Sur ces sujets comme sur bien d'autres, telles que les nanotechnologies, les biotechnologies, les technologies de l’information, les réflexions de l'Office parlementaire français furent exemplaires et je veux, cher Claude Birraux, cher Henri Revol, saluer l'extrême qualité des travaux auxquels vous présidez, qui ont permis à la société française d'évoluer sur bien des sujets. Loin de papillonner d'un sujet à l'autre au fil de l'actualité, l'Office a en effet su répondre aux sollicitations du temps tout en revenant régulièrement sur un petit nombre de problèmes qui lui tenaient à cœur, faisant ainsi progresser la réflexion collective.
Il en est allé ainsi en matière bioéthique, puisque les travaux de l'Office ont inspiré la première loi en la matière. De même, vous avez mis les risques technologiques et naturels au cœur des réflexions des parlementaires, vous montrant ainsi les précurseurs de l'esprit de précaution auxquels nous en appelons tous aujourd'hui, principe de précaution qui, grâce au travail de l’Office, n’est pas contraire au progrès scientifique ni ne s’y oppose.
Pour mener ces travaux de longue haleine, l'Office a su pleinement tirer parti des trois dimensions de l'action publique : en venant régulièrement défricher des sujets particulièrement délicats, les rapports de l'Office ont permis d'ouvrir le débat public sur ces questions et de le faire sur des bases scientifiques sûres et politiquement responsables ; par ce travail de préparation, ils ont également rendu possible l'adoption, dans des conditions souvent remarquablement sereines, de lois pourtant majeures ; enfin, une fois ces textes votés, l'Office a toujours eu à cœur de revenir sur eux pour en mesurer les effets et en préparer l'éventuelle révision, pour tenir compte de l’évolution de la science.
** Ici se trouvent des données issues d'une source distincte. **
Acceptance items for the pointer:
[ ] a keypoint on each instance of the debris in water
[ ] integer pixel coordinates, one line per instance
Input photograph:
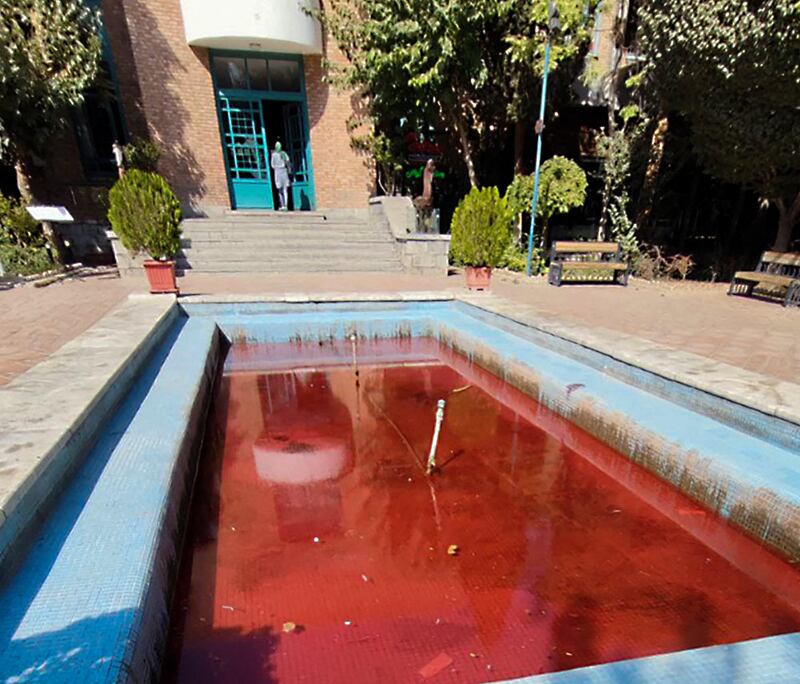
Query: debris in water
(573, 386)
(436, 665)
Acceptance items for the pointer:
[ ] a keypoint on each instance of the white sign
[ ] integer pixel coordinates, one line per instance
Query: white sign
(50, 213)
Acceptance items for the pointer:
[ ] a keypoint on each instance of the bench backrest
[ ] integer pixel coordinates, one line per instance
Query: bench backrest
(781, 263)
(563, 247)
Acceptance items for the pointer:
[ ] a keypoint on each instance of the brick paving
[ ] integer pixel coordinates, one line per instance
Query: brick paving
(697, 317)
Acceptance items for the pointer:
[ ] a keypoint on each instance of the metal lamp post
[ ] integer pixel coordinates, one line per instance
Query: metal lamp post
(553, 26)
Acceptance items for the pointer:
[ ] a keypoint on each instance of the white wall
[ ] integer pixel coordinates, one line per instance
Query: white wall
(266, 25)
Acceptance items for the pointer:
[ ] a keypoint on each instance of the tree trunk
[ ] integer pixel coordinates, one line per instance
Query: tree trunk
(23, 169)
(601, 226)
(651, 174)
(787, 218)
(520, 135)
(24, 175)
(466, 148)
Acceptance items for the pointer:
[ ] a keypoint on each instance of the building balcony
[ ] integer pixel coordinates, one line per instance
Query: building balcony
(263, 25)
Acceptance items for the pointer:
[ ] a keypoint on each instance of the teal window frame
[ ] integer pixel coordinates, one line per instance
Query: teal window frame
(299, 96)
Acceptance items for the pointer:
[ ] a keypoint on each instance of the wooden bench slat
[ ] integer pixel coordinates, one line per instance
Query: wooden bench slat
(782, 258)
(761, 277)
(578, 247)
(595, 265)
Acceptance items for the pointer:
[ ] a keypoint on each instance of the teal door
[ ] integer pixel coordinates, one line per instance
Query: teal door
(261, 100)
(246, 152)
(297, 148)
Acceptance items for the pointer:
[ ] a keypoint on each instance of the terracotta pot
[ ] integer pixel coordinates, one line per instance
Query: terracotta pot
(478, 277)
(161, 276)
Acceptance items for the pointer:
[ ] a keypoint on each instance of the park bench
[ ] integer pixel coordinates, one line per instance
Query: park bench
(587, 262)
(777, 275)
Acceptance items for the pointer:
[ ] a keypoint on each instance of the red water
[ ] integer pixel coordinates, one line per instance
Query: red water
(312, 508)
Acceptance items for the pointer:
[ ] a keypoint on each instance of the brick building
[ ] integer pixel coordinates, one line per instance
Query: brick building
(217, 84)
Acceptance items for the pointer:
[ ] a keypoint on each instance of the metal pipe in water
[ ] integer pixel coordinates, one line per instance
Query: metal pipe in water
(355, 359)
(435, 442)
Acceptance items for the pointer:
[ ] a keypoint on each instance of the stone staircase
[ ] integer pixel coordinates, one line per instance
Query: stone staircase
(299, 242)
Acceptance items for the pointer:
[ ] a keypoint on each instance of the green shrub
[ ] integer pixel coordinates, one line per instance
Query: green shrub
(145, 214)
(17, 226)
(519, 194)
(143, 154)
(24, 260)
(481, 229)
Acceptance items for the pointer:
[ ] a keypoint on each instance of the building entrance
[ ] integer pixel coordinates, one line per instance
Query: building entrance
(260, 101)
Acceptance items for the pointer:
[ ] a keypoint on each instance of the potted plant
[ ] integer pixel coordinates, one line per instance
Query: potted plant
(480, 235)
(146, 216)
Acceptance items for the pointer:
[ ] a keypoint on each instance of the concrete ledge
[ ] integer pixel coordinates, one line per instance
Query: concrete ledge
(774, 660)
(49, 414)
(759, 392)
(90, 601)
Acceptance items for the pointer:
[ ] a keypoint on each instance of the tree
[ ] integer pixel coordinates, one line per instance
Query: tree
(562, 186)
(470, 64)
(50, 55)
(731, 68)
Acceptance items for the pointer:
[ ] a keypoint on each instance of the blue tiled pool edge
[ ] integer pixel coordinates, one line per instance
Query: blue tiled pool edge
(161, 426)
(93, 598)
(57, 468)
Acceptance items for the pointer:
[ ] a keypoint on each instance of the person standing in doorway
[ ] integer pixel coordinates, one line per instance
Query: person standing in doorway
(281, 170)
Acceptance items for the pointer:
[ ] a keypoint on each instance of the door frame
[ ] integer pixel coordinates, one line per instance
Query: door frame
(247, 94)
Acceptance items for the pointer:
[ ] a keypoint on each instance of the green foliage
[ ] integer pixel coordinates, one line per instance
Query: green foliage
(50, 54)
(22, 242)
(623, 230)
(519, 195)
(24, 260)
(17, 226)
(562, 186)
(731, 67)
(481, 229)
(145, 214)
(474, 64)
(143, 154)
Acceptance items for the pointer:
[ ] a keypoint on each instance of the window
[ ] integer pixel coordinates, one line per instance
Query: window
(257, 73)
(284, 75)
(98, 124)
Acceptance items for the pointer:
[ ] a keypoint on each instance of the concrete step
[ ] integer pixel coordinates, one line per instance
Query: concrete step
(285, 245)
(299, 267)
(277, 235)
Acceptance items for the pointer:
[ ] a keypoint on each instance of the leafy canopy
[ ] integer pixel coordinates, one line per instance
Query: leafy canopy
(145, 214)
(473, 64)
(562, 186)
(481, 229)
(732, 68)
(49, 53)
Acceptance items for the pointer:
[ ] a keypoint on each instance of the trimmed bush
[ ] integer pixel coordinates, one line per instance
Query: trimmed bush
(145, 214)
(481, 229)
(24, 260)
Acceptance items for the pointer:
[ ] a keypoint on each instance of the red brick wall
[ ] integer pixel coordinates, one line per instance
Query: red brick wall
(166, 92)
(341, 176)
(177, 99)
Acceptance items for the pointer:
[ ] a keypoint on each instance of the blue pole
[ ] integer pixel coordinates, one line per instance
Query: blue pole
(538, 156)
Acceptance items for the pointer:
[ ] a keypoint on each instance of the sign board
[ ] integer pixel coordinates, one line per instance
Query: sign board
(50, 213)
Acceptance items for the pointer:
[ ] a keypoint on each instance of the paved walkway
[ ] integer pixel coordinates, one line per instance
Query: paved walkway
(759, 336)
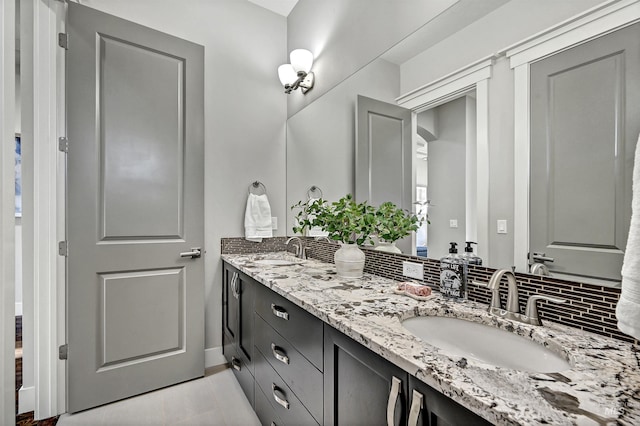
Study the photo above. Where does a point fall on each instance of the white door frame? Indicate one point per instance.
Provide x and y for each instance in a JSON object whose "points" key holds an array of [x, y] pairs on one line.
{"points": [[7, 212], [474, 76], [593, 23], [44, 301]]}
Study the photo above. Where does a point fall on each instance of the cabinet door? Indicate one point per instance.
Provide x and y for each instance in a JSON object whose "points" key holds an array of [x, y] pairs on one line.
{"points": [[360, 387], [428, 407], [245, 289], [230, 307]]}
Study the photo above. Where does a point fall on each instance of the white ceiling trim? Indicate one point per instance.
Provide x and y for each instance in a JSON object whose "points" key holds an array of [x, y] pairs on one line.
{"points": [[281, 7]]}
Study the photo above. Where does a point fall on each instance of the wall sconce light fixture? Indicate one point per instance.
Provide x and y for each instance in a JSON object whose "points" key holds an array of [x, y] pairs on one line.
{"points": [[297, 73]]}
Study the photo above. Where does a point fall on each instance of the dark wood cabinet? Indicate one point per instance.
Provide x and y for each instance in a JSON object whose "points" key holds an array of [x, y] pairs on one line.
{"points": [[360, 387], [238, 296], [428, 407], [296, 370]]}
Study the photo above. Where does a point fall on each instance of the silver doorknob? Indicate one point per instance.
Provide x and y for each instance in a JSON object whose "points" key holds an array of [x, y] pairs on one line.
{"points": [[194, 253]]}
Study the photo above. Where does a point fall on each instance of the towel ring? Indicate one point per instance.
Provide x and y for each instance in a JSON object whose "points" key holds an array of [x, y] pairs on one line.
{"points": [[256, 186], [313, 189]]}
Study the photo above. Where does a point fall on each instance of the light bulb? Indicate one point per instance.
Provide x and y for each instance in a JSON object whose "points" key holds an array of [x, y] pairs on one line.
{"points": [[301, 60], [287, 74]]}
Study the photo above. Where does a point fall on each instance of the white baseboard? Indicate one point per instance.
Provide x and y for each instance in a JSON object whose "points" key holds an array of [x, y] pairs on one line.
{"points": [[213, 357], [26, 399]]}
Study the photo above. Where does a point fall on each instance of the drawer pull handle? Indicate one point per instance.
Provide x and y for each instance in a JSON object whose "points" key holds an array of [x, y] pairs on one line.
{"points": [[279, 354], [235, 363], [393, 399], [279, 399], [416, 407], [279, 312]]}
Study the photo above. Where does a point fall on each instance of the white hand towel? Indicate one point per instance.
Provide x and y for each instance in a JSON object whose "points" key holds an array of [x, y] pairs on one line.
{"points": [[315, 231], [257, 218], [628, 309]]}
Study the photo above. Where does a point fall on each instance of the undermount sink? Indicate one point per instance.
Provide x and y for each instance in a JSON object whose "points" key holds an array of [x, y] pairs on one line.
{"points": [[275, 262], [458, 337]]}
Vous nous avez ainsi donné un très bel exemple de la place qui peut être celle du Parlement dans une démocratie mature : celle d'un pouvoir législatif renforcé, capable sur tous les sujets non seulement d'ouvrir la voie à la réflexion collective, mais aussi de mener les évaluations apaisées et non polémiques, et qui soient analysées du seul point de vue des résultats.
Au lendemain d'une réforme constitutionnelle qui va transformer en profondeur le visage de notre démocratie en redonnant au Parlement toute l'étendue des prérogatives qui sont naturellement les siennes, l'Office apparaît donc comme l'un des plus beaux exemples de ce que nous pouvons espérer construire ensemble : une démocratie apaisée et une action publique responsable.
L’autorité des travaux de l’Office, qui s’étend, au-delà des limites du Parlement, à toutes les associations concernées et aux citoyens, va vous permettre d’accroître encore votre rôle. Ce rôle-clé, je souhaite le concrétiser en faisant appel au président de l’Office pour qu’il participe à la définition de la stratégie nationale de recherche et d’innovation française.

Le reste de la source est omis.